RÉFLEXIONS. Lectures orthodoxes.

RÉFLEXIONS pour 2P 1:1-10

« ... joignez à votre foi la vertu, à la vertu la connaissance, à la connaissance la maîtrise de soi, à la maîtrise de soi la persévérance, à la persévérance la piété, à la piété l'amour fraternel, à l'amour fraternel la charité... » Quelle remarquable chaîne de choses dignes l'apôtre Pierre construit. Mais réfléchissons: qu'est-ce que c'est? Une échelle vers le haut? Un cercle? Une spirale? Ou simplement des mots placés sans aucune régularité? Que l'apôtre n'ait pas placé les mots dans un ordre tout à fait fortuit se voit au fait que le commencement est la foi et la fin l'amour. Cela nous fait penser à un cercle ou à une spirale, car il y a cette proximité et cette interdépendance de la foi et de l'amour. Nous sommes habitués à ce que l'un soit impossible sans l'autre, à y voir le prototype des deux principaux commandements que le Seigneur nous a donnés: l'amour de Dieu (la foi) et l'amour de l'homme (l'amour). Mais rappelons ceci. « Maintenant donc ces trois demeurent: la foi, l'espérance, l'amour; mais le plus grand des trois, c'est l'amour. » (1 Co 13:13). L'amour est plus grand. Il est donc plus haut. Mais quelle est l'essence du Royaume des Cieux?
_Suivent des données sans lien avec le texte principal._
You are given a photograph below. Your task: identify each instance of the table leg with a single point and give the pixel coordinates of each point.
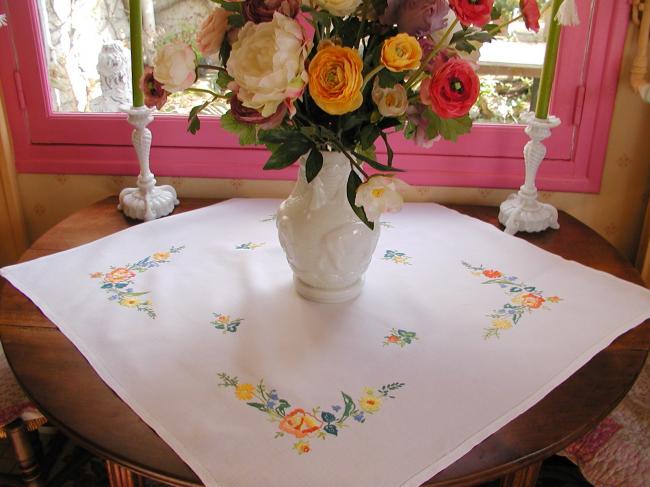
(119, 476)
(525, 477)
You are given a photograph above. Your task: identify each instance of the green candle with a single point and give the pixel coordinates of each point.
(550, 61)
(137, 65)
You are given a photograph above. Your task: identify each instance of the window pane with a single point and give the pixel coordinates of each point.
(510, 68)
(87, 50)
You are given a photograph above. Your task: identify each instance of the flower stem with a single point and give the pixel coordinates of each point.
(369, 76)
(417, 75)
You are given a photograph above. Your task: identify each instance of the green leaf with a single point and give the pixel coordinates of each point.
(314, 164)
(354, 181)
(347, 400)
(388, 79)
(257, 405)
(288, 152)
(223, 79)
(375, 164)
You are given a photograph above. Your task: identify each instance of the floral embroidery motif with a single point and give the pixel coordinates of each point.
(397, 257)
(224, 323)
(249, 246)
(118, 281)
(400, 337)
(524, 299)
(304, 425)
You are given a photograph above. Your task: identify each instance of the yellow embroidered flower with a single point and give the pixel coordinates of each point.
(501, 323)
(335, 79)
(401, 53)
(370, 403)
(245, 392)
(130, 302)
(302, 447)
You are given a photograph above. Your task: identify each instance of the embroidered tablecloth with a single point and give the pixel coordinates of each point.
(193, 321)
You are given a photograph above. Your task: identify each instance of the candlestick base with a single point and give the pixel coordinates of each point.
(148, 201)
(521, 212)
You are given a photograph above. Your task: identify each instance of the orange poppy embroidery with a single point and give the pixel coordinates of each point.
(524, 298)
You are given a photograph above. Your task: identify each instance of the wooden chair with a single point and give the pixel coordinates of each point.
(19, 421)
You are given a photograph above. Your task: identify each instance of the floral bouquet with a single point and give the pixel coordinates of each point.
(337, 75)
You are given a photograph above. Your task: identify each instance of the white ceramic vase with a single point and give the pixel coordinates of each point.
(327, 246)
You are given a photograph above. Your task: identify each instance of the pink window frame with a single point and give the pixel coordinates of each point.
(491, 156)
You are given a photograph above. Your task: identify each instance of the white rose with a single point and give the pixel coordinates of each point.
(391, 102)
(380, 194)
(174, 67)
(340, 8)
(267, 62)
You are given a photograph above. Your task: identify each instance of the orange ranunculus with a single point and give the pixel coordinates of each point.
(529, 300)
(491, 273)
(335, 79)
(401, 53)
(299, 423)
(119, 274)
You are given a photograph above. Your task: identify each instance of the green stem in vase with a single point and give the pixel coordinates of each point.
(550, 63)
(137, 64)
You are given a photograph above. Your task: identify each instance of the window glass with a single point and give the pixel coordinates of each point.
(87, 50)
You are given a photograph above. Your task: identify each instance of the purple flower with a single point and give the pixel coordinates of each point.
(416, 17)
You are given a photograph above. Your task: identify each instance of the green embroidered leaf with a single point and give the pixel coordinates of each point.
(313, 165)
(349, 405)
(258, 405)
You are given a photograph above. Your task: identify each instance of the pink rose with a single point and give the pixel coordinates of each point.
(154, 94)
(212, 31)
(452, 90)
(258, 11)
(472, 12)
(531, 14)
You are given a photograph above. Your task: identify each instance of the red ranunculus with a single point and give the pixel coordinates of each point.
(472, 12)
(452, 90)
(154, 94)
(250, 115)
(531, 14)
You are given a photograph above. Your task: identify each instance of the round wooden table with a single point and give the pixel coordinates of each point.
(68, 391)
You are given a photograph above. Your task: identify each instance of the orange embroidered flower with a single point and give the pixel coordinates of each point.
(299, 423)
(245, 392)
(492, 274)
(119, 274)
(529, 300)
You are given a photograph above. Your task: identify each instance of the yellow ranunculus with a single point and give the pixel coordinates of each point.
(401, 53)
(335, 79)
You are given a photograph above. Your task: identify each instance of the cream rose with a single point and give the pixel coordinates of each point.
(267, 63)
(340, 8)
(212, 31)
(175, 67)
(391, 102)
(380, 195)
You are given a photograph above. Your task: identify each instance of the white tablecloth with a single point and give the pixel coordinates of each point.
(194, 322)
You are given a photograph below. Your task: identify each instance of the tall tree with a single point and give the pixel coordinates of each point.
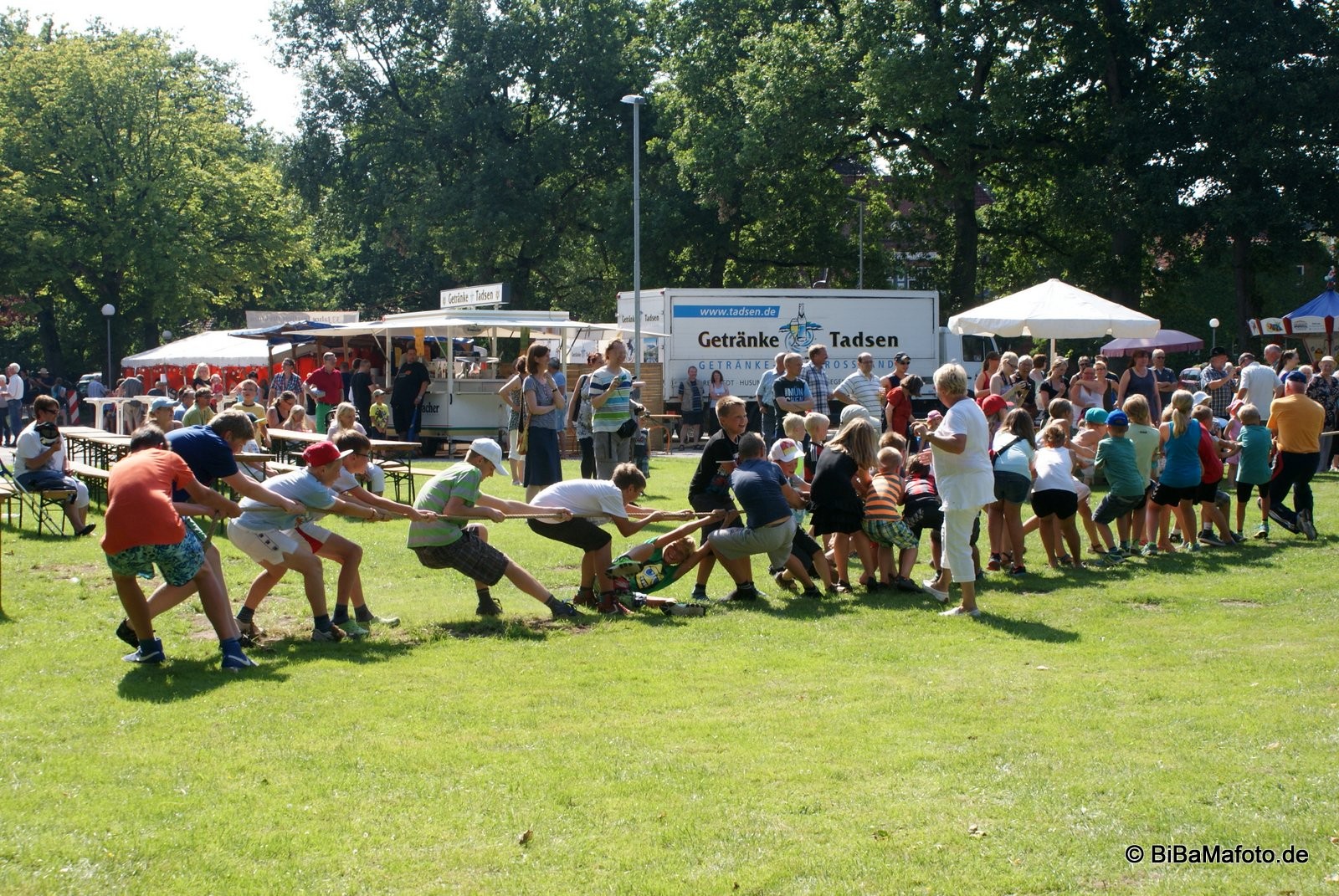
(466, 142)
(1254, 131)
(761, 122)
(950, 94)
(127, 180)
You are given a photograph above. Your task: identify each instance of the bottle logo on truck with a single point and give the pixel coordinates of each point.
(800, 331)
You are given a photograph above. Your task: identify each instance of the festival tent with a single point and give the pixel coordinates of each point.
(1165, 339)
(212, 347)
(1054, 310)
(1312, 323)
(218, 350)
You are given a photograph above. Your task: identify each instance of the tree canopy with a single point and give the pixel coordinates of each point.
(1137, 147)
(127, 178)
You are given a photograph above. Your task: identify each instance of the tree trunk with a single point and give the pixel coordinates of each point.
(1243, 284)
(962, 278)
(53, 356)
(1125, 254)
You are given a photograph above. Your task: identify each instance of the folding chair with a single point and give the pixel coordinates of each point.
(39, 503)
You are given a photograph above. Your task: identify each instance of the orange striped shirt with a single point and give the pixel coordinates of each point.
(885, 493)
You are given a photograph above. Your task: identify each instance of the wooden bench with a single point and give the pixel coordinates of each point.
(94, 477)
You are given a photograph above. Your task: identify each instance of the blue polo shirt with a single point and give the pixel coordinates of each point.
(757, 484)
(207, 454)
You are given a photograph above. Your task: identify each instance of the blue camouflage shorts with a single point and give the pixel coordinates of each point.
(178, 561)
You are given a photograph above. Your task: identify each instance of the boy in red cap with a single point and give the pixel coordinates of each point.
(355, 449)
(274, 537)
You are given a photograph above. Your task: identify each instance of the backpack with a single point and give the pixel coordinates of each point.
(997, 454)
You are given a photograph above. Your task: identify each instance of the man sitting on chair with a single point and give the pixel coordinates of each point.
(39, 463)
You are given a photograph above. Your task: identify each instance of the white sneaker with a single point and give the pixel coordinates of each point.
(928, 584)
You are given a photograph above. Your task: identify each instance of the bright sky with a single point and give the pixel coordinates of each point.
(236, 31)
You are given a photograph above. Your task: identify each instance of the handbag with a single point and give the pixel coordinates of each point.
(995, 454)
(522, 439)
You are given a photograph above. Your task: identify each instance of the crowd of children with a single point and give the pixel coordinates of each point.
(867, 499)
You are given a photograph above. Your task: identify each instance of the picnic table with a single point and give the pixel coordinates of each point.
(121, 407)
(93, 446)
(395, 457)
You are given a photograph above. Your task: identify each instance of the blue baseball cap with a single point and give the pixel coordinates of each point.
(1095, 416)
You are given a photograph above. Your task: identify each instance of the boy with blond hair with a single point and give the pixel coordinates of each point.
(884, 525)
(816, 434)
(274, 537)
(1254, 466)
(807, 556)
(1211, 459)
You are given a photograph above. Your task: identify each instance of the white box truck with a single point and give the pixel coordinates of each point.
(740, 331)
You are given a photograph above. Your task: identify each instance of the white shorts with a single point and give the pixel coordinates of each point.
(263, 546)
(1082, 488)
(314, 535)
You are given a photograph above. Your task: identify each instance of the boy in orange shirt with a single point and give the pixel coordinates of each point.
(884, 523)
(145, 528)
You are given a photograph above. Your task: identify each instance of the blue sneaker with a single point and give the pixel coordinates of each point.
(233, 662)
(151, 653)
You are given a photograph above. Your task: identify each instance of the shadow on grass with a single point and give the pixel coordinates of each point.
(182, 679)
(535, 630)
(1029, 630)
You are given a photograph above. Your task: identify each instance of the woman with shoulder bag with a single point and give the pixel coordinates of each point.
(579, 419)
(512, 397)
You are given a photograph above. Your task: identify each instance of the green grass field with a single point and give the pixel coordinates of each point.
(860, 745)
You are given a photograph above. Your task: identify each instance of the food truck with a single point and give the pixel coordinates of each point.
(459, 349)
(741, 331)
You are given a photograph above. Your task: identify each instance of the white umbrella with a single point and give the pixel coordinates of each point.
(1054, 310)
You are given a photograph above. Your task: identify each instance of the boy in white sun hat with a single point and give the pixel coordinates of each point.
(807, 559)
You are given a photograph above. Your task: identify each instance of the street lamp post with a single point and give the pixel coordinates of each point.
(109, 311)
(860, 204)
(636, 100)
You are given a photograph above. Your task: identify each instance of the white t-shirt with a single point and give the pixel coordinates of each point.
(596, 497)
(966, 481)
(1260, 382)
(1054, 470)
(28, 446)
(1017, 458)
(335, 428)
(299, 485)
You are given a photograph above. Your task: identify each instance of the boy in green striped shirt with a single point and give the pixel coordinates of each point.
(446, 544)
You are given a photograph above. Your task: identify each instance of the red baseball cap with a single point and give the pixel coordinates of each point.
(993, 405)
(323, 453)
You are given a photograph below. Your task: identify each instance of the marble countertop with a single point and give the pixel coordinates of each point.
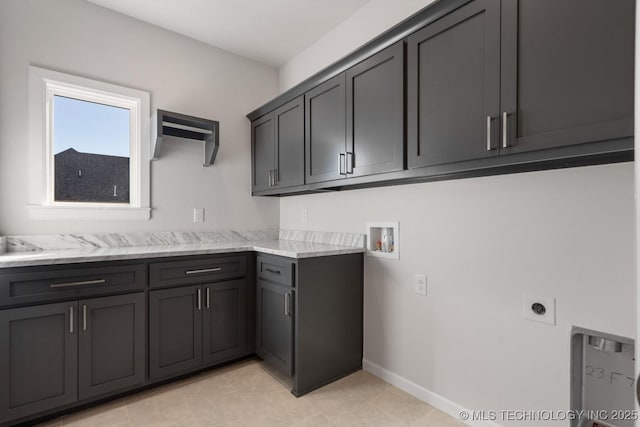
(286, 248)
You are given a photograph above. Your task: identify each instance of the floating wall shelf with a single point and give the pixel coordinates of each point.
(165, 123)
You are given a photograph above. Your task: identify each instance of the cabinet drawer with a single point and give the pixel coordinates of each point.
(277, 270)
(172, 273)
(38, 284)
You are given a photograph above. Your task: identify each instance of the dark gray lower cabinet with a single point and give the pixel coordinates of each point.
(56, 354)
(275, 325)
(195, 326)
(224, 331)
(309, 317)
(38, 356)
(111, 333)
(175, 331)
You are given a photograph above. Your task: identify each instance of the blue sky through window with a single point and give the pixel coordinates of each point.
(89, 127)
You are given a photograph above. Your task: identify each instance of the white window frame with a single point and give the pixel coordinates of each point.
(44, 85)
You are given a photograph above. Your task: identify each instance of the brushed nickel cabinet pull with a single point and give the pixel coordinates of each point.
(489, 147)
(287, 297)
(204, 270)
(505, 130)
(84, 282)
(349, 163)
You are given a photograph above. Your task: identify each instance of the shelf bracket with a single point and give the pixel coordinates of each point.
(166, 123)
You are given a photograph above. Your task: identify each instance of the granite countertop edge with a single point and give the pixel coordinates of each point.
(285, 248)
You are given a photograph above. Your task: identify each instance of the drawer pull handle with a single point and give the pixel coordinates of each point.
(505, 129)
(84, 282)
(287, 302)
(205, 270)
(71, 319)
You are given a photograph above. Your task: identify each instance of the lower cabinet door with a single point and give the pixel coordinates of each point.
(175, 331)
(112, 340)
(275, 314)
(224, 333)
(38, 359)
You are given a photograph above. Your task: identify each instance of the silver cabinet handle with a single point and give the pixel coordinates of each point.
(489, 147)
(84, 282)
(287, 296)
(204, 270)
(349, 163)
(505, 130)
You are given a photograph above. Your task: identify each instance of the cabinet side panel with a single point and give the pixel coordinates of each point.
(328, 335)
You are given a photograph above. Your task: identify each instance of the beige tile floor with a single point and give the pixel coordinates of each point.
(245, 394)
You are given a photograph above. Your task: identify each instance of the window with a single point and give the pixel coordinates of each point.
(93, 140)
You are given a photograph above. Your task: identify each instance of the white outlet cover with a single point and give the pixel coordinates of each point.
(421, 284)
(549, 303)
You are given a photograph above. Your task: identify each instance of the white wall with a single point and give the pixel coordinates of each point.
(181, 74)
(366, 23)
(483, 243)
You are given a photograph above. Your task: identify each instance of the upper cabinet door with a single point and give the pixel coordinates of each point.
(289, 124)
(375, 113)
(262, 153)
(453, 87)
(325, 131)
(567, 72)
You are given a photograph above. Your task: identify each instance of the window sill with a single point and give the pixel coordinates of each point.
(86, 213)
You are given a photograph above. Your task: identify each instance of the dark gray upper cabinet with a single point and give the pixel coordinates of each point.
(375, 113)
(175, 331)
(224, 332)
(325, 135)
(567, 72)
(112, 346)
(278, 147)
(262, 153)
(453, 87)
(289, 128)
(38, 356)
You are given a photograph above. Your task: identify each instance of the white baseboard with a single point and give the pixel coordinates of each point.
(419, 392)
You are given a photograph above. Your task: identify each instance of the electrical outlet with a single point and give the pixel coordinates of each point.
(421, 284)
(539, 309)
(198, 214)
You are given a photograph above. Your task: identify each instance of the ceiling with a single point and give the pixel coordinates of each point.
(268, 31)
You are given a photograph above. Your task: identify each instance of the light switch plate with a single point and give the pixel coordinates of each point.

Bien sûr, l'amour. Car là il n'y a pas besoin de foi, il y a l'expérience directe de la présence commune. Cela nous pousse à penser que l'apôtre dessine comme une échelle dont l'autre extrémité, l'amour, s'appuie sur le Ciel (d'autant que cette image n'est pas nouvelle). En effet, qu'est-ce que tout premier pas? Croire, accéder à la foi, vivre la conversion; ensuite vient la croissance des vertus en soi, la maîtrise des passions, et toujours plus haut dans l'ascension. Jusqu'au point ultime, l'amour, qui, selon la parole de l'apôtre Paul, est le lien de la perfection (« Par-dessus tout, revêtez-vous de l'amour, qui est le lien de la perfection ». Col 3:14). Mais, d'autre part, il est assez difficile d'établir une hiérarchie exacte à l'intérieur, par exemple de dire que l'amour fraternel est plus élevé que la piété, et la piété plus élevée que la persévérance. En science, c'est une situation assez fréquente: une régularité semble présente, mais il n'y a pas pour autant de règle nette (des processus déterminés avec de la stochastique). C'est pourquoi on ne peut appliquer aveuglément aucun des modèles que nous avons proposés. Mais c'est là le génie de l'apôtre Pierre.